U.S. Marine recruits at Marine Corps Recruit Depot San Diego. (U.S. Marine Corps photo by Cpl. Jesula Jeanlouis)

As service branches struggle to meet enlistment goals, the Marine Corps Recruiting Sub-Station in St. Joseph is rising to the challenge.

Covering Northwest Missouri and Kansas, recruiters meet with individuals to find those who best fit the criteria to be a Marine. Sgt. Jacob Smith, a recruiter based in St. Joseph, said he got involved to make sure that other young people are aware of the opportunities the Marines can provide them.

“My personal goal is to provide the same opportunities that I had whenever I was in their shoes when I was 17, 18 years old, trying to figure out what I wanted to do with life, trying to accomplish some goals that I had for myself,” Smith said. “I want to be able to provide those same type of opportunities to these individuals so that they can have the same opportunities that I had.”

Smith, who started in the infantry, said after becoming a sergeant or a noncommissioned officer typically Marines choose a special duty assignment to advance their career, such as recruiting or drill instruction. He said his day-to-day responsibilities have him driving around the region to meet with prospective recruits.

“I kind of screen them out making sure that they’re both mentally and physically qualified to become Marines, and at that point we kind of set up in-person interviews to sit down and go over their goals or ambitions, things that they want to achieve,” Smith said. “We travel to them, they come to our office, we sit down to have an interview about their goals and we discuss those and I tell them what the Marine Corps can do to achieve those things.”

Smith said the problems the Marine Corps runs into most frequently are misinformation and people not knowing all they need to about the program.

“The information that is kind of accurate to people who might be interested in serving in the military might not be readily available to them,” Smith said. “So us getting out there and providing that information to those individuals who are kind of interested, that’s the biggest issue.”

When speaking with potential recruits, Smith tries to put himself in their shoes and share the ways that the Marine Corps can improve their lives.

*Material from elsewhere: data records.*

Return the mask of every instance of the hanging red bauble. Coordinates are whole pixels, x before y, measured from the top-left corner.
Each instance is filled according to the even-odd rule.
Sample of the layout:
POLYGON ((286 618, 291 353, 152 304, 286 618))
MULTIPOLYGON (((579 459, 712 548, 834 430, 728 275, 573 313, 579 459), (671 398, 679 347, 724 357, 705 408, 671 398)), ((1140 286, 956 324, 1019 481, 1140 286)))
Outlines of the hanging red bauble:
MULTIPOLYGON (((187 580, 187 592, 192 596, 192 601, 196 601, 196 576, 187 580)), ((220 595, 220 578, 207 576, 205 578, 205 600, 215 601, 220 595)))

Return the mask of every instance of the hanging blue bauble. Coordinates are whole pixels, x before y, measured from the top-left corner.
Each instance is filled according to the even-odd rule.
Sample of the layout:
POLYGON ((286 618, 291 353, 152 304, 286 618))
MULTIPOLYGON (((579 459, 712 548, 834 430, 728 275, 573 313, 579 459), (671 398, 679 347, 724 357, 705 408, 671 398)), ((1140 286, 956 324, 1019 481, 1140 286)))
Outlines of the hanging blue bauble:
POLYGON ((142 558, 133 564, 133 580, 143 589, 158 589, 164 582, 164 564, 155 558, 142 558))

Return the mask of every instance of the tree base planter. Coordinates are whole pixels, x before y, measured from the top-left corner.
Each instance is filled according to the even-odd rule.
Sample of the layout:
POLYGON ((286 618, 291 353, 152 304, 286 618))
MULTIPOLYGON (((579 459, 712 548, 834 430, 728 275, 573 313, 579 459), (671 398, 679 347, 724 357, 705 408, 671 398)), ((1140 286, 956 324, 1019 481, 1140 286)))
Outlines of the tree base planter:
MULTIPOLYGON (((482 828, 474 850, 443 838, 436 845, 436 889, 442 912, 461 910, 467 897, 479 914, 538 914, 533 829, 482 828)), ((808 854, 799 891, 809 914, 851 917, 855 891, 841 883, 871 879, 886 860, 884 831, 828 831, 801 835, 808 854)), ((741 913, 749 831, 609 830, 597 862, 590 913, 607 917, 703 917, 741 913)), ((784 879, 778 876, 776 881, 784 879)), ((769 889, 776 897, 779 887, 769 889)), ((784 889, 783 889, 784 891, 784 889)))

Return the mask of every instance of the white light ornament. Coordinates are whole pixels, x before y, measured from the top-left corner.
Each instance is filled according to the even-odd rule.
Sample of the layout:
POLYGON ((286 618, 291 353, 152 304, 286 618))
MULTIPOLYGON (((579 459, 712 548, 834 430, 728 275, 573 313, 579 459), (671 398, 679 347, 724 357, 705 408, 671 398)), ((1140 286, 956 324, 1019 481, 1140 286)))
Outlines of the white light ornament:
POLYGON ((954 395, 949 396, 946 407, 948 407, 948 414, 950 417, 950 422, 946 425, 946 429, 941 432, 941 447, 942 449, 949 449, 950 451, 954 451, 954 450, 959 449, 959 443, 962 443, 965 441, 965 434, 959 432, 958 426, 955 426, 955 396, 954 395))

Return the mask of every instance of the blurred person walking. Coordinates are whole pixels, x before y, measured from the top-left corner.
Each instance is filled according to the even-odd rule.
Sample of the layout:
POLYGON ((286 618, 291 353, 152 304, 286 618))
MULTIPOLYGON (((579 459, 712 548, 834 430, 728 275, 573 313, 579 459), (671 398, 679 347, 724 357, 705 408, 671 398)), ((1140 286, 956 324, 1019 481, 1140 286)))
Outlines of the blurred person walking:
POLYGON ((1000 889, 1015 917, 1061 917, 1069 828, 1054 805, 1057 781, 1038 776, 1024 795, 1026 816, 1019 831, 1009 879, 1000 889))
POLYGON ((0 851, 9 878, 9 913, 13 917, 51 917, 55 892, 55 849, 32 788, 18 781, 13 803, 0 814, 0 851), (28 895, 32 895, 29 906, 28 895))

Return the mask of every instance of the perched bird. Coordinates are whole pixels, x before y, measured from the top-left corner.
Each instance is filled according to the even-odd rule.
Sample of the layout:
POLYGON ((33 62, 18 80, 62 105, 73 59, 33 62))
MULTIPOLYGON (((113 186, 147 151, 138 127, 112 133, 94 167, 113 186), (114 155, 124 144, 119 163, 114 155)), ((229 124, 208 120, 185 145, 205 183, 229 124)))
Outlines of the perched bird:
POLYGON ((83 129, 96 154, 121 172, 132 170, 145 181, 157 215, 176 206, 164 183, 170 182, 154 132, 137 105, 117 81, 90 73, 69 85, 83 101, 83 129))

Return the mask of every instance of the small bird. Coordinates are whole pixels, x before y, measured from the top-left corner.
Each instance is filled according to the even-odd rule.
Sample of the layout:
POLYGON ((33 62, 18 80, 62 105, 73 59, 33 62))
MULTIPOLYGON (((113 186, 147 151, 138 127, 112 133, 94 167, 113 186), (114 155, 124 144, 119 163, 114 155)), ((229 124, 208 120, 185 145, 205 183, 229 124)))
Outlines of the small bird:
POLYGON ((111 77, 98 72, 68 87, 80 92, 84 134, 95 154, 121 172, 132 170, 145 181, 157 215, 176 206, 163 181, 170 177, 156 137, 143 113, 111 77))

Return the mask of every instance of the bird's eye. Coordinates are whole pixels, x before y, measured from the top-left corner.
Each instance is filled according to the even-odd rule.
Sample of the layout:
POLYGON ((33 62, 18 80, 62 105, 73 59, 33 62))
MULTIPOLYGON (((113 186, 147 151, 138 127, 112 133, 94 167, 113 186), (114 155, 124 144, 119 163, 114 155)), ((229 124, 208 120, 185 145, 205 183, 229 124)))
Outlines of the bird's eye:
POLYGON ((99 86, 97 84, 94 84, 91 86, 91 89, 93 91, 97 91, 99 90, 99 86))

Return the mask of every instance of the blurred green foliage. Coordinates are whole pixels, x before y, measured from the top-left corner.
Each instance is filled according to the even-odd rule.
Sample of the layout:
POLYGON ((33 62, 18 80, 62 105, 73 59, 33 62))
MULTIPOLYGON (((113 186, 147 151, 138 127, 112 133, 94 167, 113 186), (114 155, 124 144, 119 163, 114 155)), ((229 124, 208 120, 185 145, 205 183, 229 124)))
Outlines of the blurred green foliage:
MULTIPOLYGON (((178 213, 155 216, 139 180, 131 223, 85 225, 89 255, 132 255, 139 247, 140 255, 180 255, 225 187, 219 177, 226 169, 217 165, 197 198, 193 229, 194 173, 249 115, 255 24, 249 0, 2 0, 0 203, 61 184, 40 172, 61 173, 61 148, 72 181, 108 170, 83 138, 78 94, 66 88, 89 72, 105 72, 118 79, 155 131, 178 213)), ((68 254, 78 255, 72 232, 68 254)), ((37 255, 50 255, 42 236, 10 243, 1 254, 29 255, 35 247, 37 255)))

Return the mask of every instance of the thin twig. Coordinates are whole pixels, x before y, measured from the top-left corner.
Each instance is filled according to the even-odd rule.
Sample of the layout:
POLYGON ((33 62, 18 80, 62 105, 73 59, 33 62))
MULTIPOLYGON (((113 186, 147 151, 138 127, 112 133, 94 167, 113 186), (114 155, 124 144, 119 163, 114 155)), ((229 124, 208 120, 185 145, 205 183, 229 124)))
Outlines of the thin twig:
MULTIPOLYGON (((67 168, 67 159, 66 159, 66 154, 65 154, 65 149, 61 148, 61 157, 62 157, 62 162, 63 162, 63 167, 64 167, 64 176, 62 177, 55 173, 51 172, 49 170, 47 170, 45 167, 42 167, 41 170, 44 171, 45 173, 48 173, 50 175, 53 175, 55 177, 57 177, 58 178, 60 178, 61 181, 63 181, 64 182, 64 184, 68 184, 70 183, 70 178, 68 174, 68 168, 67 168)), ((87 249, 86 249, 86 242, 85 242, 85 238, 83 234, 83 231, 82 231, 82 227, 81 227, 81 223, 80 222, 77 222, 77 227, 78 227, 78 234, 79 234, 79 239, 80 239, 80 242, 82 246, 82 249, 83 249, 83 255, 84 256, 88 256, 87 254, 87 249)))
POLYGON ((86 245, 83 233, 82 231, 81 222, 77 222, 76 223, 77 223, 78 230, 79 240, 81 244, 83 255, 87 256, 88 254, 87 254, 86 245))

“One of the benefits by joining the Marine Corps is having the educational opportunities that we do provide them, such as the post-9-11 GI Bill, which is 100% paid tuition for college,” Smith said. “A stable income, a guaranteed paycheck every two weeks, that type of thing. Yes, you do have to spend a little bit of time away from home with training, all of your initial training. But the benefits on the back end of making that initial sacrifice, I always tell people that it’s a small sacrifice for a greater outcome.”